Sovereign Power and Purification Narratives: Forced Displacement in the Decade of Roma Inclusion

Wednesday, July 8, 2015
S07 (13 rue de l'Université)
Snezana Otasevic , Women's & Gender Studies, Rutgers University
In 2005, twelve European governments signed the Decade of Roma Inclusion 2005-2015 Declaration, which is described as an “unprecedented political commitment… to eliminate discrimination against Roma” (Decade of Roma Inclusion webpage). However, following the onset of the economic crisis of 2007, the forced displacement of Roma across Europe has increased dramatically. In order to analyze these contradictory developments, I draw on the work of Romani Studies scholar Ethel Brooks, who argues that the Roma camp is a space in the state of exception, a space where the law is suspended. In this work, I suggest that both inclusion and forced displacement are forms of the sovereign reclaiming of Roma spaces.

My work asks how affect and judgments of taste shape sovereign spaces.

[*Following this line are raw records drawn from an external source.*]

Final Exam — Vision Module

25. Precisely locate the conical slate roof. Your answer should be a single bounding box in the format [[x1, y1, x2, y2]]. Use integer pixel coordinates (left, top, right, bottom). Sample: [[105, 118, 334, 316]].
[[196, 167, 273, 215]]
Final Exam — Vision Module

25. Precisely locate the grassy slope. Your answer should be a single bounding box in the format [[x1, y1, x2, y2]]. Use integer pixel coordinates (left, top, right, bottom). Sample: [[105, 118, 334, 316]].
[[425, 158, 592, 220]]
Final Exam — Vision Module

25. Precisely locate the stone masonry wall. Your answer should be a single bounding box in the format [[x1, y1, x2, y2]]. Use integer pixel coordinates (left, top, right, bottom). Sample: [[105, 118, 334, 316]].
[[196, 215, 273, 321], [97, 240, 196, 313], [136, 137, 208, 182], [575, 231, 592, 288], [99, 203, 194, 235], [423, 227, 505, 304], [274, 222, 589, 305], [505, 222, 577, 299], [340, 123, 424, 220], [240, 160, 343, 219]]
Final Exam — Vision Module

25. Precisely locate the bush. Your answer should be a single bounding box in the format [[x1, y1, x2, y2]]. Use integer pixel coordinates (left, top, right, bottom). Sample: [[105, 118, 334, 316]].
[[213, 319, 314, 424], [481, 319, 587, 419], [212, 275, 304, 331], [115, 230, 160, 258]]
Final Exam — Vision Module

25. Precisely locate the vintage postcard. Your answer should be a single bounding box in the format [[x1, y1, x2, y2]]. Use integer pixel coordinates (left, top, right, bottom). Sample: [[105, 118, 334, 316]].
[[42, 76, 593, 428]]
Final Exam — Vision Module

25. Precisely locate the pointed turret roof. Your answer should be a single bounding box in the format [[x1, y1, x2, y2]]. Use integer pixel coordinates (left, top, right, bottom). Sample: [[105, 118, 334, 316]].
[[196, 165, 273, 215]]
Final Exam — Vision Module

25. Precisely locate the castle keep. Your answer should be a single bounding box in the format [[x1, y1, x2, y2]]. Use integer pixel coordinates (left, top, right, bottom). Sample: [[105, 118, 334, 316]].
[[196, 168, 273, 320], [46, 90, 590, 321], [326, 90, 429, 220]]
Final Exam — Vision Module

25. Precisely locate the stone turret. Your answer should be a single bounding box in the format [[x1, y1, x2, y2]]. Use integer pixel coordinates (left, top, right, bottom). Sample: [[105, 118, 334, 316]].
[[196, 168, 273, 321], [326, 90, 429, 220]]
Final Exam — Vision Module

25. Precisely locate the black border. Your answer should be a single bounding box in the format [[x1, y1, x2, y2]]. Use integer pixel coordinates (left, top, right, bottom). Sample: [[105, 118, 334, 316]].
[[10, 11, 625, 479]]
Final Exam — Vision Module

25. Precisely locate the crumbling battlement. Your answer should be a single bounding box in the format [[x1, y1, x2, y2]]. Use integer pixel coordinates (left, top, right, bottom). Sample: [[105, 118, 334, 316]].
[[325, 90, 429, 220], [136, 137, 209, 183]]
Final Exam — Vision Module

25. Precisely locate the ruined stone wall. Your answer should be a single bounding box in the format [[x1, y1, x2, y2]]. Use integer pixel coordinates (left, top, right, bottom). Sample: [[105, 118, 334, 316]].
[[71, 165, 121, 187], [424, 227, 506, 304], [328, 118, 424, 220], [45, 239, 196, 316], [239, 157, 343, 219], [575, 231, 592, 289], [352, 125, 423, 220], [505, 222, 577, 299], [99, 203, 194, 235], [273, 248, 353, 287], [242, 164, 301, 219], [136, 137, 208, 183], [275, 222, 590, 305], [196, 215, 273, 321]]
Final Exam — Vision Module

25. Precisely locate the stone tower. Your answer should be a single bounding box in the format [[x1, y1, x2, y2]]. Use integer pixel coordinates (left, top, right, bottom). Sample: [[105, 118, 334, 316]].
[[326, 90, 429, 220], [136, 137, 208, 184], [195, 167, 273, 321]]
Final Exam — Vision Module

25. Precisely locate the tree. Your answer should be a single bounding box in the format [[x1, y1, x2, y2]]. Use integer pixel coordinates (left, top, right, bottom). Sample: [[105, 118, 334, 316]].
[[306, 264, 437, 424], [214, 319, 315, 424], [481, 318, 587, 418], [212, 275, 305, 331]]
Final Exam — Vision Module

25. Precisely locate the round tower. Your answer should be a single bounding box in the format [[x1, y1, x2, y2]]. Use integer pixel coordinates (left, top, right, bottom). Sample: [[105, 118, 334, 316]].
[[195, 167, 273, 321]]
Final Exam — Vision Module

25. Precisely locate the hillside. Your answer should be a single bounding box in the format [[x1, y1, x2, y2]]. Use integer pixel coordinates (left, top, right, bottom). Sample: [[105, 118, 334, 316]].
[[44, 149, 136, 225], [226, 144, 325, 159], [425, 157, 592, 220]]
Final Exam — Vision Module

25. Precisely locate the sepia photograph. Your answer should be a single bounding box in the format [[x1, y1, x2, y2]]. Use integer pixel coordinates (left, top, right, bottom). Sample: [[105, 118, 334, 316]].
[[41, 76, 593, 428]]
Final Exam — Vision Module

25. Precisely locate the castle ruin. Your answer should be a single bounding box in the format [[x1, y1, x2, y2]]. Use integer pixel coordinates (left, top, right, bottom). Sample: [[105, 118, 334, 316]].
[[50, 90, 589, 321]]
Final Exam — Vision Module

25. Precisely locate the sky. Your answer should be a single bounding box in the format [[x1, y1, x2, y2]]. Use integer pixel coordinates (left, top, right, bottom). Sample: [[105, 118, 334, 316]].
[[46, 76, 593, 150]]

I propose an analysis of inclusion and forced displacement as contradictory movements of sovereign power that are framed by the same purification narrative: Roma spaces are “unsanitary” and have to be “cleaned up”. As a result, relocated Roma are greeted with racism and violence in places that are supposed to be their new homes. In this way, purification narratives shape the affective and ethical dispositions of the white majority.

In this project, I use textual and media analysis to examine inclusion and forced displacement in contemporary Belgrade. My main sources are governmental and NGO documents and two major Serbian daily newspapers – Politika and Vecernje Novosti. This work brings together affect theory and philosophical theories of sovereignty while contributing to the emerging field of Romani Studies.